I. Auf die Beschwerde des Antragstellers wird der Beschluss des Amtsgerichts - Familiengericht - Westerburg vom 13.12.2018, Aktenzeichen 42 F 31/16 teilweise abgeändert und wie folgt neu gefasst:

1. Die Antragsgegnerin wird verpflichtet, an den Antragsteller 13.865,00 EUR Nutzungsentschädigung für den Zeitraum Juli 2015 bis einschließlich Dezember 2017 zu zahlen, nebst Zinsen in Höhe von 5 Prozentpunkten über dem Basiszinssatz der EZB ab dem 16.03.2019.

2. Im Übrigen werden die Anträge abgewiesen.

3. Die Kosten des erstinstanzlichen Verfahrens trägt die Antragsgegnerin.

4. Der Verfahrenswert für das erstinstanzliche Verfahren wird auf 29.400,00 EUR festgesetzt.

II. Die Kosten des Beschwerdeverfahrens trägt die Antragsgegnerin.

III. Der Verfahrenswert für das Beschwerdeverfahren wird auf 15.640,50 EUR festgesetzt.

 

Gründe

I. Die Beteiligten sind getrenntlebende Eheleute und beide von Beruf Ärzte. Der Antragsteller war im verfahrensgegenständlichen Zeitraum Mitte 2015 bis Ende 2017 als angestellter Kinderorthopäde in der A. Klinik in S. beschäftigt. Die Antragsgegnerin ging einer selbständigen Tätigkeit in ihrer eigenen Praxis nach. Die Beteiligten haben 2002 geheiratet und leben spätestens seit März 2015 (= Auszug des Antragstellers) voneinander getrennt. Der Scheidungsantrag wurde am 13.01.2016 zugestellt.

Aus der Ehe sind drei minderjährige Kinder (A., × 25.03.2003; V., × 21.11.2004; M., × 26.09.2008) hervorgegangen, die im Haushalt der Antragsgegnerin leben. Der Antragsteller zahlt für die Kinder Kindesunterhalt entsprechend der Düsseldorfer Tabelle.

Die Beteiligten haben im Jahre 2006 ein im Jahre 1992 errichtetes Hausanwesen in der J. Straße 3, H., zu je 1/2 Miteigentum erworben. Im vorliegenden Verfahren hat der Antragsteller die Antragsgegnerin auf Zahlung einer Nutzungsentschädigung für den Zeitraum Juli 2015 bis Dezember 2017 in Anspruch genommen.

Die Antragsgegnerin hat ihrerseits mit Eventualwiderantrag zunächst Einkommensauskünfte und sodann Trennungsunterhaltsansprüche in Höhe von 880,00 EUR monatlich ab Juli 2015 bis Dezember 2017 geltend gemacht.

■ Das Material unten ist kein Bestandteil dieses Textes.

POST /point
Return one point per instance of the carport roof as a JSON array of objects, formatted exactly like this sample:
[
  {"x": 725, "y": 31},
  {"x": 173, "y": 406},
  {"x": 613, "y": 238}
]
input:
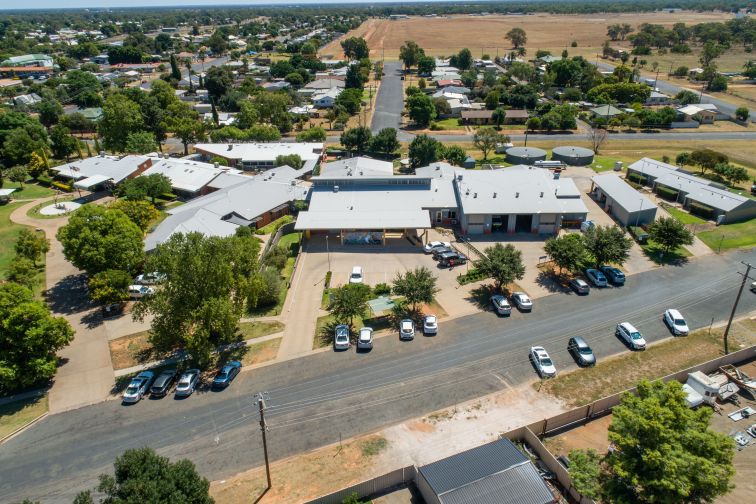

Der Antragsteller verteidigte sich gegen die geltend gemachten Unterhaltsansprüche mit dem Verwirkungseinwand, wobei er diesen vor allem mit einer Anzeige der Antragsgegnerin vom 03.08.2015 wegen Steuerhinterziehung begründete. Aufgrund ihrer Vorwürfe sei gegen ihn nicht nur ein Steuerstrafverfahren eingeleitet worden, bei dem u. a. seine Büroräume bei seinem Arbeitgeber durchsucht worden seien. Vielmehr habe die Antragsgegnerin ihm auch ein Suchtproblem und Geschlechtskrankheiten angedichtet. Es sei ihr darum gegangen, ihn in jeder Hinsicht zu diskreditieren. Ihr Vorgehen gleiche einem Vernichtungsfeldzug. Auch sei die Antragsgegnerin, wie sich aus den zuletzt vorgelegten Einkommensnachweisen ergebe, unter Berücksichtigung des Nutzungsvorteils eines PKWs sowie des anteiligen Wohnwertvorteils nicht unterhaltsbedürftig. Im Übrigen habe sie die von ihr behauptete Einkommenssituation immer noch nicht ausreichend belegt, ihr Unterhaltsanspruch sei daher nicht schlüssig dargetan.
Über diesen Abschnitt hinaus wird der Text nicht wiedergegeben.